Customers have started to pile up and I stand by as they order from the Burmese-inspired Chinese-Australian menu and take a seat on the milk crates, wooden benches, and old mismatched leather seats that surround the bright yellow vehicle. The bus has transformed this parking lot in the middle of Canberra into a destination of its own.
When Stu finally gets away from the service window he tells me about his father, George’s early life in Canberra and how the bus started when George noticed there was nowhere in the city to eat after 10pm. He goes on to explain the prolonged racist and violent attacks on the business that reached a peak during the annual Summer Nats event in 1992 and forced the bus’s closure. But despite the physical and emotional trauma Stu and his family have suffered here he remains passionate about his work and about his place as someone who contributes to the vibrancy of the Canberra community.
When he reopened the Mandalay Bus in 2013 he says it got a lot of support from people who wanted to see Canberra recognised as “a cool place to call home”. When asked if he thought he was contributing to Canberra’s cool new image, he replied, “Well I think Canberra was always this cool place full of diverse people. They come from all over, think they’ll only stay for a little while, but end up never leaving. I think there’s lots of culture here but we are only now getting to see it all come to the surface.”
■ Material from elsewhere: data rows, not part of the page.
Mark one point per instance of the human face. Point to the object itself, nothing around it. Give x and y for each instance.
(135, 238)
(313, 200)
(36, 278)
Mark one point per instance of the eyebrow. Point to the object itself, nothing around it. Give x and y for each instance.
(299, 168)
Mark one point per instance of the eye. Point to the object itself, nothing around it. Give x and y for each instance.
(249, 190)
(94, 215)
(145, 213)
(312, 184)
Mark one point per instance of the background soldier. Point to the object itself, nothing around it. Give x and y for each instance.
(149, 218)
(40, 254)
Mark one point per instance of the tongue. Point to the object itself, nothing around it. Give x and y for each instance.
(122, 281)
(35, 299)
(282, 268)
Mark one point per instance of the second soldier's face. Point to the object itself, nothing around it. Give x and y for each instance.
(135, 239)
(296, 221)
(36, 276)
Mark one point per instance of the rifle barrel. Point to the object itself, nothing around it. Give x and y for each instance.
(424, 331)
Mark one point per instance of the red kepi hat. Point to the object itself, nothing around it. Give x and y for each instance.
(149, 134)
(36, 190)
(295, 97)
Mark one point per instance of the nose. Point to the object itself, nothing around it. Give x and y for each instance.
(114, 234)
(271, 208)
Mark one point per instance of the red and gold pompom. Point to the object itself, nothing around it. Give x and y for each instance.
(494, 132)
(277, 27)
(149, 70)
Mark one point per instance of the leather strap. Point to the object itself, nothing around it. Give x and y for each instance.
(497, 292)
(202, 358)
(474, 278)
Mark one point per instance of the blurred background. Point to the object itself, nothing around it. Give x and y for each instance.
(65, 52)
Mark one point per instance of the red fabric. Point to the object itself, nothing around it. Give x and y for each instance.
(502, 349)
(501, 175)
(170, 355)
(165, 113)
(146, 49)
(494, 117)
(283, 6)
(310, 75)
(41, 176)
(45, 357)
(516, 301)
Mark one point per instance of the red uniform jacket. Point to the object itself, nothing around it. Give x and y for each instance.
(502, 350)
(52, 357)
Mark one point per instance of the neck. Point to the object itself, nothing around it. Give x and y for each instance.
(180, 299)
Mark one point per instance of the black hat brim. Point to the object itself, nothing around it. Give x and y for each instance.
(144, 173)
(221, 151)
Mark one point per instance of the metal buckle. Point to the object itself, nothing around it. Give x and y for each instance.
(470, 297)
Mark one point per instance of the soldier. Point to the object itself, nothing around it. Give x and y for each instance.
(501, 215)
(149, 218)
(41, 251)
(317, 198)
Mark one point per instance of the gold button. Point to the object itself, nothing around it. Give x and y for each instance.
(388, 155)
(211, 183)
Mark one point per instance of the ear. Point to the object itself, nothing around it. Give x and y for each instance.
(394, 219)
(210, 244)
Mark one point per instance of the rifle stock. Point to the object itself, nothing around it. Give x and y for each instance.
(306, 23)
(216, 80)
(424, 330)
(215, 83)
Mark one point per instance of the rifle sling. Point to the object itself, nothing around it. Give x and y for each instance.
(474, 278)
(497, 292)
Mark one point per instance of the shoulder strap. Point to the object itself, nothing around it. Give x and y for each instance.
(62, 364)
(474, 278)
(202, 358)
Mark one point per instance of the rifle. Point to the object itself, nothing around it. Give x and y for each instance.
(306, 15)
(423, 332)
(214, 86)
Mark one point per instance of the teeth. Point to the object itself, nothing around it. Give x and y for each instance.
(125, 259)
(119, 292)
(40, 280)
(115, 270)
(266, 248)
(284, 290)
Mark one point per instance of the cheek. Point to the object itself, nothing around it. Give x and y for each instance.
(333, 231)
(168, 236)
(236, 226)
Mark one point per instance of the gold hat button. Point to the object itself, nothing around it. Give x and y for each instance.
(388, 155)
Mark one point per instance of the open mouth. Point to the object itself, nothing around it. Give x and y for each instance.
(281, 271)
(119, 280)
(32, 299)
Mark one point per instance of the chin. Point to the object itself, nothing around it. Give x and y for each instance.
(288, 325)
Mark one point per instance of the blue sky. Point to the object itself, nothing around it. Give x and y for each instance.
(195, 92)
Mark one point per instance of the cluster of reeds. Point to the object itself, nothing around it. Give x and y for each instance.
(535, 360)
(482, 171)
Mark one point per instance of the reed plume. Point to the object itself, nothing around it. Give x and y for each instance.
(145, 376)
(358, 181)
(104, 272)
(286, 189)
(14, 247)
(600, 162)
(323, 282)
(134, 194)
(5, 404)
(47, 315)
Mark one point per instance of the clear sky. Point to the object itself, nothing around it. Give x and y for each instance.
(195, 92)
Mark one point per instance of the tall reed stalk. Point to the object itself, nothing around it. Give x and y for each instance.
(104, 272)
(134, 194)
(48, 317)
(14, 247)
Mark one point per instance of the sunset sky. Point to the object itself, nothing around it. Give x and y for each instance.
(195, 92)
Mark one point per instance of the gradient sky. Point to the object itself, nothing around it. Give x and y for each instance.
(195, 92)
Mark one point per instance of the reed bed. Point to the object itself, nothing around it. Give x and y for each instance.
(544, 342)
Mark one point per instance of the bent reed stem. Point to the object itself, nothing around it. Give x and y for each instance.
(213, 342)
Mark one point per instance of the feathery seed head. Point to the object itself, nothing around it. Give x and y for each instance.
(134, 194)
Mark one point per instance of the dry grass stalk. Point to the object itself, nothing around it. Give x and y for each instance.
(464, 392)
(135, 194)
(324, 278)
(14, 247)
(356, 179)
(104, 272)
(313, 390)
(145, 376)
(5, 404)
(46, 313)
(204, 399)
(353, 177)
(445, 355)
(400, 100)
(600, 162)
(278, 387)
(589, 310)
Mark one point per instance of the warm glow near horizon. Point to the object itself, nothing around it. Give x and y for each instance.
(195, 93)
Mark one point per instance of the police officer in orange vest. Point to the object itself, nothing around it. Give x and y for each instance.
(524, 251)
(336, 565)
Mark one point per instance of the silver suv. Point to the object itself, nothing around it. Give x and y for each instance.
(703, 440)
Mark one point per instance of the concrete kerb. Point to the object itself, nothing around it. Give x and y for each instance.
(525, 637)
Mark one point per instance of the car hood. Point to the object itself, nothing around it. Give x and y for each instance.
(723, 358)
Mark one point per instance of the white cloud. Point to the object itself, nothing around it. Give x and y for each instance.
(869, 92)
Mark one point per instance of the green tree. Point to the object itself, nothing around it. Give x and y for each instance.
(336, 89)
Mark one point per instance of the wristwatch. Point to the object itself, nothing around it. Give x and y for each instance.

The Mandalay Bus has been a staple part of Canberra’s image of itself for a long time now; even throughout its period of closure it sat idly in the car park in Braddon, cementing itself amongst our ideas about this city. Perhaps it will always partially represent the destructive nature of intolerance, and we should not forget this part of our history. But Stu drives the Mandalay Bus’s narrative now, and ultimately he appears less interested in telling a story about racism and intolerance than he is in having his business reflect his own values and unwavering commitment to diversity in this “cool melting pot city”.